Consistent with measured reductions in soil Ca, several studies have noted reduced Ca concentrations in the stemwood of trees following the advent of elevated pollution loading (Bondietti and others 1990, Likens and others 1996, Shortle and others 1995). An initial increase in Ca concentration is often noted within wood for the decades with the greatest increases in acidic deposition that likely mobilized soil cations, increasing their availability for root uptake and leaching loss, (e.g., Shortle and others 1995). However, the reduction in stemwood Ca in recent decades may better reflect the long-term depletion of Ca from soils (Shortle and others 1995). Importantly, reductions in Ca concentrations within wood also suggest that pollution-induced changes in soil Ca levels are being transferred to living organisms.

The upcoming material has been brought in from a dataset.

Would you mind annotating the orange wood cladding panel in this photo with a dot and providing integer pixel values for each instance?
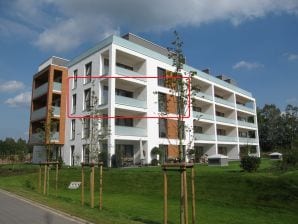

In addition to pollution-associated depletion, tree harvests have the potential to exacerbate cation depletion within forests if they contribute to net cations losses that exceed long-term inputs (Adams 1999, Federer and others 1989, , Huntington 2000, Mann and others 1988, Nykvist 2000). Sequestration in above-ground woody biomass is an important cation sink within forest systems (Federer and others 1989, Mann and others 1988), and this is particularly true for Ca, which is highly concentrated in woody cell walls (Marschner 2002). Because of this, tree harvests can lead to the disproportionate removals of Ca relative to other cations (e.g., Adams 1999, Federer and others 1989). Harvests can also affect nutrient cycling through increased site acidification and leaching (Federer and others 1989), and reduced stocking following harvest may diminish stand-level transpiration and associated Ca uptake, further promoting Ca loss via leaching (Hornbeck and others 1993). In addition, varying methods of harvest can differentially alter Ca loss. For example, in one study, whole-tree (stems and branches) harvests removed up to 530 kg/ha, whereas sawtimber sales (bole wood only) removed about 442 kg/ha (Mann and others 1988). The frequency of tree harvest may also influence overall cation removal. Calculations from one study estimated a 15 percent loss of Ca due to leaching even with no harvest, a 28 percent loss of Ca with one harvest (at 80 years), and a 41 percent Ca loss for an equal intensity harvest performed in two stages: once at 40 years and once at 80 years (Adams 1999).